As evidências incluem cheques, cartas e comunicações trocadas entre o fim da década de 1990 e o início dos anos 2000, indicando uma campanha articulada para deslegitimar o consenso científico sobre a crise climática. Os recursos teriam sido usados para traduzir livros negacionistas para o espanhol e o chinês, patrocinar eventos públicos e financiar viagens de palestrantes norte-americanos que propagavam o negacionismo climático e negavam a influência humana no aquecimento global.
Entre os beneficiados estariam instituições como o Instituto Liberal, no Brasil, e a Fundación República para una Nueva Generación, na Argentina. Essas entidades lideraram seminários e publicações estratégicas às vésperas da COP4, realizada em Buenos Aires em 1998. Um dos nomes convidados foi Patrick Michaels, conhecido por suas posições negacionistas, que chegou a chamar o aquecimento global de “histeria”.
Um dos materiais traduzidos pela Atlas Network foi o livreto “O Caso Científico Contra o Tratado Climático Global”, de Fred Singer, que negava a existência de evidências científicas consistentes sobre os impactos do aquecimento.
De acordo com a investigação, a Exxon buscava construir uma rede global de aliados capazes de influenciar políticas públicas e retardar medidas de regulação ambiental, estratégia que já era adotada nos EUA com apoio a instituições, como a Heritage Foundation, associadas ao negacionismo climático.
A Atlas Network declarou que os documentos foram escritos por ex-colaboradores há mais de 25 anos e que a Exxon não contribui financeiramente com a rede há quase duas décadas. A petroleira não se manifestou sobre o caso.
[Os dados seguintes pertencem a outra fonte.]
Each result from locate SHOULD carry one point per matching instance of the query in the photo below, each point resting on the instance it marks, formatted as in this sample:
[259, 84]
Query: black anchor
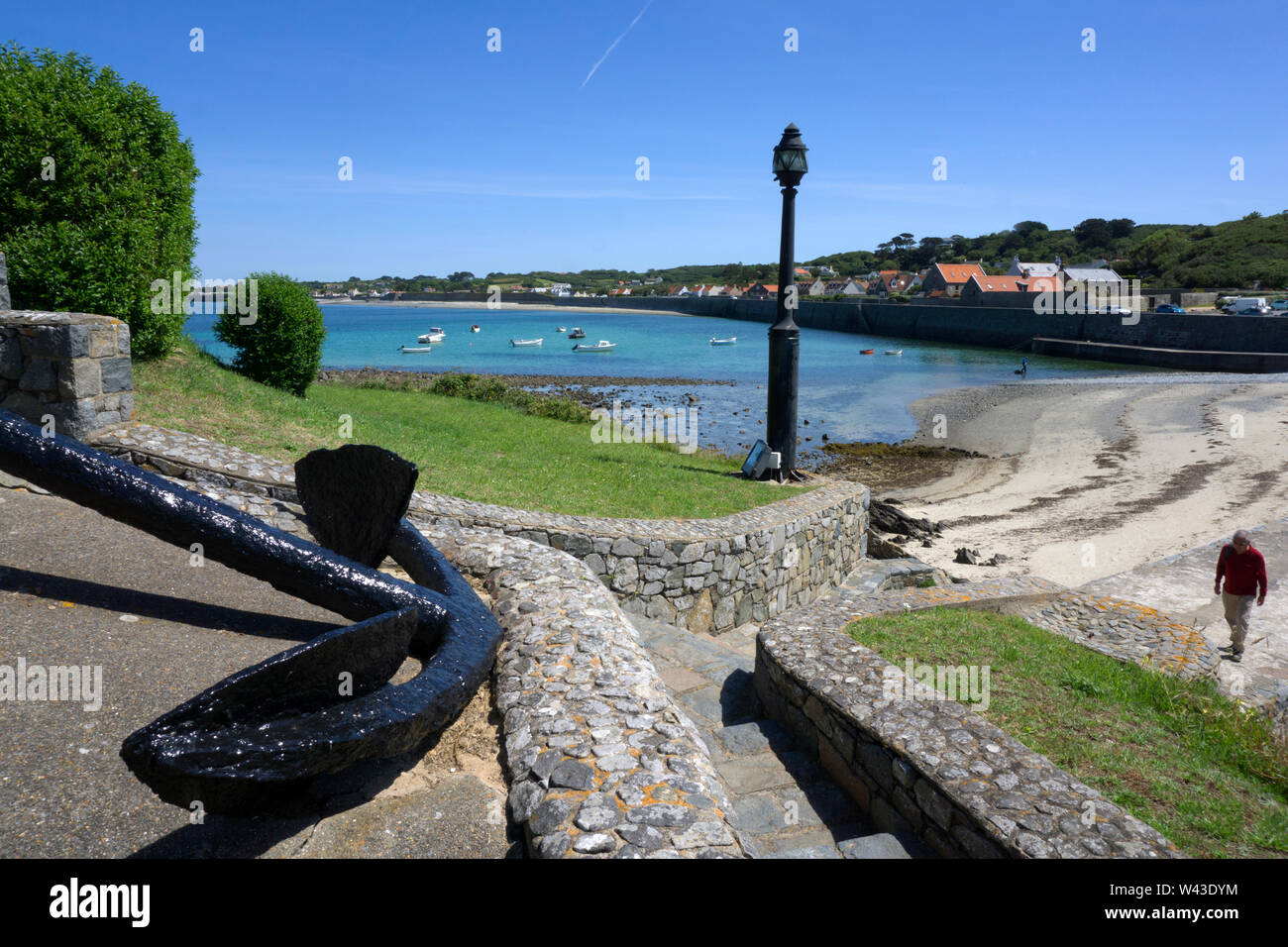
[256, 740]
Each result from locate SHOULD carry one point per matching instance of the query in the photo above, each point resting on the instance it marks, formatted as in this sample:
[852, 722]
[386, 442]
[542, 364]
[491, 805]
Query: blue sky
[465, 158]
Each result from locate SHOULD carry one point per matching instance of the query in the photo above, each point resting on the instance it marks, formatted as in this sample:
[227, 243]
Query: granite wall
[73, 368]
[704, 575]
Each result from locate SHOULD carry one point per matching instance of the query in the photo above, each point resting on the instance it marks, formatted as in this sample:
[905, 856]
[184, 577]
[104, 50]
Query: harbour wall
[1001, 326]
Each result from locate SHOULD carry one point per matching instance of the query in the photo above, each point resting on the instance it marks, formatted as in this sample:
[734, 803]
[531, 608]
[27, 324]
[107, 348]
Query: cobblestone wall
[601, 761]
[706, 575]
[71, 367]
[921, 763]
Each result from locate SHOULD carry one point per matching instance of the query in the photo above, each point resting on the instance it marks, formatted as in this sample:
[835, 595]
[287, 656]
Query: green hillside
[1250, 253]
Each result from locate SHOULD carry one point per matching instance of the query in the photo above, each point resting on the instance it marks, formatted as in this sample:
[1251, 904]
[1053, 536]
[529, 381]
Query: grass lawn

O episódio evidencia o papel de diversas grandes corporações no atraso da ação climática, cujos efeitos são sentidos hoje, com o aumento contínuo das emissões e a aproximação de pontos de não retorno, como a destruição irreversível de recifes de corais. A denúncia surge em um momento simbólico, em que o Brasil se prepara para sediar a COP30, em Belém (PA).